Tomasz Adam Nowak wurde 1962 in Warschau geboren. Nach seinem Studium an der Frédéric-Chopin-Hochschule und dessen Abschluß 1987 in den Fächern Orgel und Improvisation mit Auszeichnung erfuhr er weitere organistische Ausbildung bei Franz Lehrndorfer in München, Marie-Claire Alain in Paris und Ewald Kooiman in Amsterdam. Ein Kirchenmusikstudium an der Folkwang-Hochschule in Essen rundete seine Ausbildung ab. Nowak ist Preisträger internationaler Orgelwettbewerbe, u.a. Sieger im Haarlemer Improvisationswettbewerb. Er spielt zahlreiche Konzerte, Rundfunk- und Tonträgeraufnahmen im In- und Ausland. Heute ist er Professor für Orgel und Improvisation an der Hochschule für Musik Detmold und Organist der Stadt- und Marktkirche St. Lamberti in Münster. Er leitet Meisterkursen in Deutschland (z.B. die Altenberger Orgelakademie), Polen, und den USA.

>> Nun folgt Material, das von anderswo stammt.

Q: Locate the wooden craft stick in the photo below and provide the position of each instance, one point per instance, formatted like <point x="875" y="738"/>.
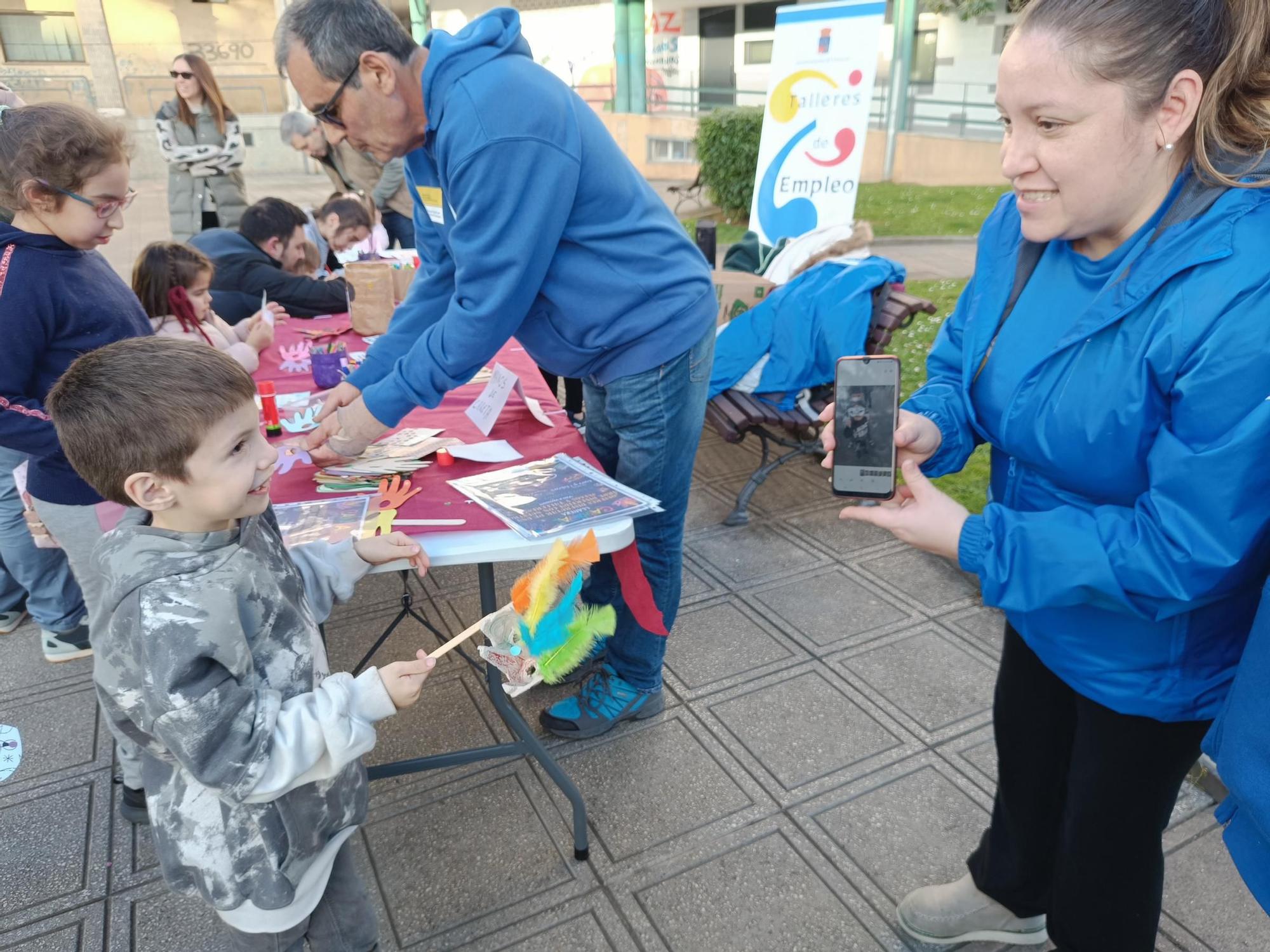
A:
<point x="458" y="640"/>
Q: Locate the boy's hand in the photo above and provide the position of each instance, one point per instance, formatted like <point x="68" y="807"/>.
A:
<point x="404" y="680"/>
<point x="380" y="550"/>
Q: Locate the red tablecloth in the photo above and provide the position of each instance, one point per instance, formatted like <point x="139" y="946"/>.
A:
<point x="439" y="501"/>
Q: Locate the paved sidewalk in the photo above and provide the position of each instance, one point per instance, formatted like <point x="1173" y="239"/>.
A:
<point x="930" y="258"/>
<point x="827" y="747"/>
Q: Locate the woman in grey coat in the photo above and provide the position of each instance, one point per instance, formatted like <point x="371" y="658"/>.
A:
<point x="203" y="144"/>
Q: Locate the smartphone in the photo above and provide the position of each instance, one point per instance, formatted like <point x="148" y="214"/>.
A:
<point x="867" y="407"/>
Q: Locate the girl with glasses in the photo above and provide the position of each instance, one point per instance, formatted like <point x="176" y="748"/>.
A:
<point x="203" y="144"/>
<point x="64" y="172"/>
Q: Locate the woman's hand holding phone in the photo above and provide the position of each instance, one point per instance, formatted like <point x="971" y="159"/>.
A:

Gisbert Schneider wurde 1934 in Wattenscheid geboren. Er wuchs in Weimar auf, wo er seinen ersten Orgelunterricht erhielt. An der Folkwang Hochschule Essen absolvierte er ein Kirchenmusik- und Kapellmeisterstudium und wurde nach verschiedenen Karriereschritten als Organist und Kantor in Velbert und in Mülheim/Ruhr 1970 Professor für künstlerisches Orgelspiel und Improvisation an der Folkwang Hochschule. 1954 gründete er die Kantorei Velbert, die er bis heute leitet. Seit 1999 ist er emeritiert, lehrt aber weiterhin im Institut für Kirchenmusik und Musikwissenschaft und konzertiert als Solist in vielen Ländern Europas. Er ist Preisträger internationaler Orgelwettbewerbe und des Förderpreises des Landes NRW. 1996 bekam er das Bundesverdienstkreuzes verliehen.